For gases having equal RMS speeds, temperature is directly proportional to molar mass. Lighter gases must be at lower temperature to have the same RMS speed as heavier gases.

Answer 1

The Correct Option is A

To find the temperature of the \( \mathrm{H_2} \) gas when the RMS speed of \( \mathrm{H_2} \) and \( \mathrm{O_2} \) are the same, we can use the formula for Root Mean Square (RMS) speed, which is given by:

\[v_{\text{rms}} = \sqrt{\frac{3kT}{m}}\]

Where:

• \(v_{\text{rms}}\) is the RMS speed.
• \(k\) is the Boltzmann constant.
• \(T\) is the temperature in Kelvin.
• \(m\) is the mass of one molecule of the gas.

Given that the RMS speeds of \( \mathrm{H_2} \) and \( \mathrm{O_2} \) are the same, we equate the RMS speed formulas for both gases:

\[\sqrt{\frac{3kT_{\mathrm{H_2}}}{m_{\mathrm{H_2}}}} = \sqrt{\frac{3kT_{\mathrm{O_2}}}{m_{\mathrm{O_2}}}}\]

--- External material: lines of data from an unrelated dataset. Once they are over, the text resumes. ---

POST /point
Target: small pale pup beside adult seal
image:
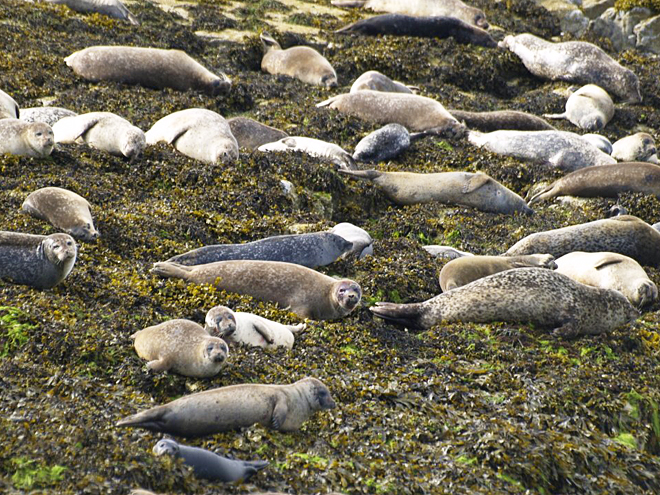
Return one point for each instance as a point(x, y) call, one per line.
point(39, 261)
point(64, 209)
point(301, 62)
point(182, 346)
point(281, 407)
point(301, 290)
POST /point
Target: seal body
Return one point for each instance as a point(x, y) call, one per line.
point(281, 407)
point(307, 293)
point(198, 133)
point(574, 61)
point(525, 295)
point(64, 209)
point(182, 346)
point(149, 67)
point(610, 271)
point(39, 261)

Canceling out common terms, this simplifies to:

\[\frac{T_{\mathrm{H_2}}}{m_{\mathrm{H_2}}} = \frac{T_{\mathrm{O_2}}}{m_{\mathrm{O_2}}}\]

The molecular mass of \( \mathrm{H_2} \) is approximately 2 g/mol, and the molecular mass of \( \mathrm{O_2} \) is approximately 32 g/mol. Therefore, we can write:

\[\frac{T_{\mathrm{H_2}}}{2} = \frac{296.15}{32}\]

Simplifying this gives:

\[\frac{T_{\mathrm{H_2}}}{2} = 9.2547\]

This results in:

\(T_{\mathrm{H_2}} = 2 \times 9.2547 = 18.5094 \text{ K}\]\)

Rounding this value, we find the temperature of the \( \mathrm{H_2} \) gas to be approximately 18.5 K.

Hence, the correct answer is 18.5 K.